# I'm being good...



## Plukie (Aug 26, 2007)

..."I wouldn't bite you mum, just look at this innocent face!"











Well, I'll just think about it a minute...










Ok, yep.........yes I would bite, but only if you touch me!!


----------



## Kai (Jan 28, 2008)

lol oh dear. What a naughty boy.


----------



## Laura (Jul 30, 2007)

aww look at that angel Plukie  what cheeky little boys we have :lol:


----------



## Sophia (Aug 11, 2007)

LOL!! :lol: Great pics! Naughty Dooby!


----------



## xxxSpikexxx (Jul 30, 2007)

Naughty Dobby, I hate to say it but I think its time for boot camp for Dooby


----------



## Plukie (Aug 26, 2007)

He really is a pain in the butt lately, having said that, he is on one BIG moult so I just have to forgive him.....again!! He's lost loads of feathers, two flight feathers have grown back but I haven't told him. lol. He'll come out and be all loving, he wanted head scratches today for the longest time and then when he'd had enough and just sat nicely on my knee, he flew(ish) at my arm and attacked it.
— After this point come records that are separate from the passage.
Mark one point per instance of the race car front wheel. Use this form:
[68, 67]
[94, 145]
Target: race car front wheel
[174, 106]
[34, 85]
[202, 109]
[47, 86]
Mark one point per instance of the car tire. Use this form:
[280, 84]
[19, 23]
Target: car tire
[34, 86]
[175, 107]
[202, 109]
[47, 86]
I try so hard to be a little bit angry with him, but it is difficult.


----------



## Aly (Jul 30, 2007)

You can't help but forgive that little adorable ball of fluff...and that face...AWWW..hehe


----------



## Bea (Jul 26, 2007)

:lol: Innocent isn't the word i'd use to describe his face in the first pic.  :rofl:


----------



## **TielHeart** (Jan 3, 2008)

LOL! The first picture was funny! Dooby is a naughty little tiel.


----------



## Rosie (Aug 27, 2007)

No wonder you can't tell him off, he _looks_ like a sweetie! Willow is getting very hormonal at the moment, maybe you can give me a few tips LOL.


----------



## Kfontan (Oct 10, 2007)

Tell Doobie this is not becoming behavior of a fireman.

Very cute photos.


----------



## Plukie (Aug 26, 2007)

Rosie said:


> No wonder you can't tell him off, he _looks_ like a sweetie! Willow is getting very hormonal at the moment, maybe you can give me a few tips LOL.



Run, very fast.


----------